On Monday morning, Amazon announced Amazon Supply Chain Services - a single integrated freight, distribution, fulfillment, and parcel-shipping product offered to every business, not just sellers on Amazon’s marketplace. Within hours, GXO Logistics dropped eleven percent, UPS dropped about ten, FedEx and C.H. Robinson sank nine each. Amazon stock rose one percent.
That move - the second-largest single-day collective drop in third-party logistics history - is the third dynasty crack. The dynasty here is the one that made UPS and FedEx household names. The dynasty that said: logistics is its own business, with its own moats, run by specialists, with brown trucks and purple planes. Amazon spent fifteen years quietly building the largest fleet in private hands, then told the rest of the industry they could rent it.
UPS will be fine. FedEx will be fine. GXO will probably be fine. None of them will be the dynasty they were on Friday afternoon. Their valuations now have to absorb a permanent question: how big does Amazon Supply Chain Services get before our terminal multiple has to be cut.

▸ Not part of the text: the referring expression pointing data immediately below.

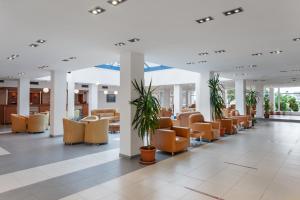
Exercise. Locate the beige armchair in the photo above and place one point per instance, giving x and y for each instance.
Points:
(19, 123)
(36, 123)
(169, 138)
(210, 130)
(96, 132)
(73, 131)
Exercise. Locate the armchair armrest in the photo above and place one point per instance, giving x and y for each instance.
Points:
(181, 131)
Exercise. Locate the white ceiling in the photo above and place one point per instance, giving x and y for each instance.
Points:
(167, 29)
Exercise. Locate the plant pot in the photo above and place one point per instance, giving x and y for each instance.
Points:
(147, 155)
(222, 132)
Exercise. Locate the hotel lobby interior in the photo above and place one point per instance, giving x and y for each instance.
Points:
(137, 99)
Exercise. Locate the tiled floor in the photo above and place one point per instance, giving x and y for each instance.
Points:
(259, 163)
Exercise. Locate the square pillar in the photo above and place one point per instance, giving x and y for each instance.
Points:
(177, 99)
(203, 95)
(71, 96)
(259, 88)
(57, 102)
(23, 96)
(240, 93)
(93, 97)
(132, 68)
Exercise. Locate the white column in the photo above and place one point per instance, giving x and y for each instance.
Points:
(177, 99)
(278, 103)
(259, 88)
(203, 95)
(271, 97)
(132, 68)
(23, 96)
(240, 92)
(71, 96)
(57, 102)
(93, 97)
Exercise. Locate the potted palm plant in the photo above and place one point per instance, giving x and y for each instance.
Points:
(217, 102)
(145, 119)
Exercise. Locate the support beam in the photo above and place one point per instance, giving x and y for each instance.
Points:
(203, 94)
(132, 68)
(71, 96)
(23, 96)
(240, 92)
(93, 97)
(57, 102)
(177, 99)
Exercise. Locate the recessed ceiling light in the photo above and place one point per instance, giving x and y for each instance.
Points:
(203, 54)
(296, 39)
(41, 41)
(33, 45)
(233, 11)
(12, 57)
(119, 44)
(134, 40)
(257, 54)
(206, 19)
(276, 52)
(220, 51)
(115, 2)
(97, 10)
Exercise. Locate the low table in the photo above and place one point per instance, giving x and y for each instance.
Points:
(114, 127)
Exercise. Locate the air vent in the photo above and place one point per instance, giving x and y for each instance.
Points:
(34, 83)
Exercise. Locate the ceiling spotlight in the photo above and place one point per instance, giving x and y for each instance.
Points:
(134, 40)
(115, 2)
(276, 52)
(257, 54)
(43, 67)
(234, 11)
(41, 41)
(220, 51)
(33, 45)
(97, 10)
(206, 19)
(203, 54)
(296, 39)
(119, 44)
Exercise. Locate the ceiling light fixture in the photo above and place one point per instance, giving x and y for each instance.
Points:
(41, 41)
(134, 40)
(233, 11)
(115, 2)
(276, 52)
(96, 11)
(206, 19)
(119, 44)
(220, 51)
(203, 54)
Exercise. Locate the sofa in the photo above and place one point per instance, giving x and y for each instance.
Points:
(18, 123)
(170, 138)
(210, 130)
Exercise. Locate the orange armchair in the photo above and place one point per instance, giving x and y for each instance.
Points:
(210, 130)
(169, 138)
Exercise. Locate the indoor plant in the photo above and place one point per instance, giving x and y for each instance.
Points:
(145, 119)
(216, 99)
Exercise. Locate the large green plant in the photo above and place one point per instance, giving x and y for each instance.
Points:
(216, 97)
(146, 115)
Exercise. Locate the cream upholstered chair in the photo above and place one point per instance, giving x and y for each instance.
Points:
(96, 132)
(18, 123)
(210, 130)
(170, 138)
(36, 123)
(73, 131)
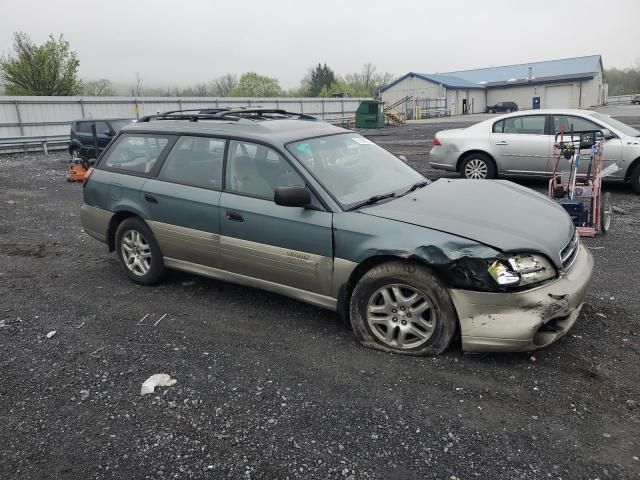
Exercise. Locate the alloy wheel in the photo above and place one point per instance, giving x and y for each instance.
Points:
(136, 252)
(476, 169)
(401, 316)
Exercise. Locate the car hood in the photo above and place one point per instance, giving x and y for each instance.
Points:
(497, 213)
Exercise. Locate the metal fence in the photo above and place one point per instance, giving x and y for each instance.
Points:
(619, 99)
(26, 122)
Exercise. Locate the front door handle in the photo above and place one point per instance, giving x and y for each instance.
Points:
(150, 198)
(234, 216)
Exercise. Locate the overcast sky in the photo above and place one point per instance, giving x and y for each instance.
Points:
(184, 42)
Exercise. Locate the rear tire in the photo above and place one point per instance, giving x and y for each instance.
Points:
(402, 307)
(138, 252)
(635, 178)
(478, 166)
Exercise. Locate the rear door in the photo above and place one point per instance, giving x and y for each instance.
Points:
(183, 200)
(521, 145)
(285, 245)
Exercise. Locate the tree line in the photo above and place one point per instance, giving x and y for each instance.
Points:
(52, 69)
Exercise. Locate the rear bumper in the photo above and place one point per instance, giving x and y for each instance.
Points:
(95, 221)
(523, 321)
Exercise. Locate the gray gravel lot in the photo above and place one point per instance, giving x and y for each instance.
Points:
(269, 388)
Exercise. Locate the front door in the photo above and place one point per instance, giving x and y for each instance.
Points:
(285, 245)
(521, 145)
(183, 201)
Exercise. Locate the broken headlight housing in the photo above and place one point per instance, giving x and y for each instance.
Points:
(521, 269)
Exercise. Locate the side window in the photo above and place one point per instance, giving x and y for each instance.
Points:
(195, 161)
(257, 171)
(135, 153)
(527, 125)
(566, 123)
(101, 128)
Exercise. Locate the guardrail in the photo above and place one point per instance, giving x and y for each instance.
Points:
(26, 144)
(620, 99)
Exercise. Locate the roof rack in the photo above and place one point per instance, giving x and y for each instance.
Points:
(226, 114)
(269, 113)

It is the same crack we saw with Spirit, just at a different temperature. A business model assumed forever. A new entrant with an unfair advantage. A market that re-prices in an afternoon. The only difference is that UPS does not get a tombstone. UPS gets a smaller permanent share of a market it used to define.
So why are these three stories one story?
Because they are all answers to the same question: what happens to a dynasty when the conditions that built it stop being the conditions that exist.
Buffett’s Berkshire was built in a world where capital was scarce, valuations were rational, and an honest mind reading 10-Ks could find compounding gold nobody else saw. That world ended somewhere around 2014. The dynasty kept running on momentum and reputation for another decade. This week, the reputation transferred. The momentum did not.
Spirit was built in a world where jet fuel could be assumed cheap, regulators could be assumed permissive, and customers could be assumed price-blind to the point of complete indifference about their dignity. That world ended somewhere around 2022. Spirit kept flying for another four years. This week, the runway ended.
UPS and FedEx were built in a world where logistics was a logistics problem - a question of trucks, planes, hubs, and union labor. That world ended the year Amazon decided its warehouse footprint should rival the entire US Postal Service. The legacy carriers kept running on contracts and brand for another decade. This week, the contracts started looking renegotiable.
The dynasty does not crack when the world changes. The dynasty cracks when the dynasty finally notices the world changed - usually long after everyone else did.
For operators reading this in May 2026, the question to bring to your next leadership offsite is not "are we a dynasty." Most companies are not. The question is "what world are we built for, and is that world still the one we are operating in."
If you cannot answer the second half of that sentence in two minutes, you are running a dynasty without realising it. Which means, statistically, the crack is already underway. You just have not heard it yet.
The week dynasties crack publicly is the week every operator should stop reading about dynasties and start auditing their own assumptions. The next dynasty-cracking story is somebody’s company. Make sure that somebody is not you.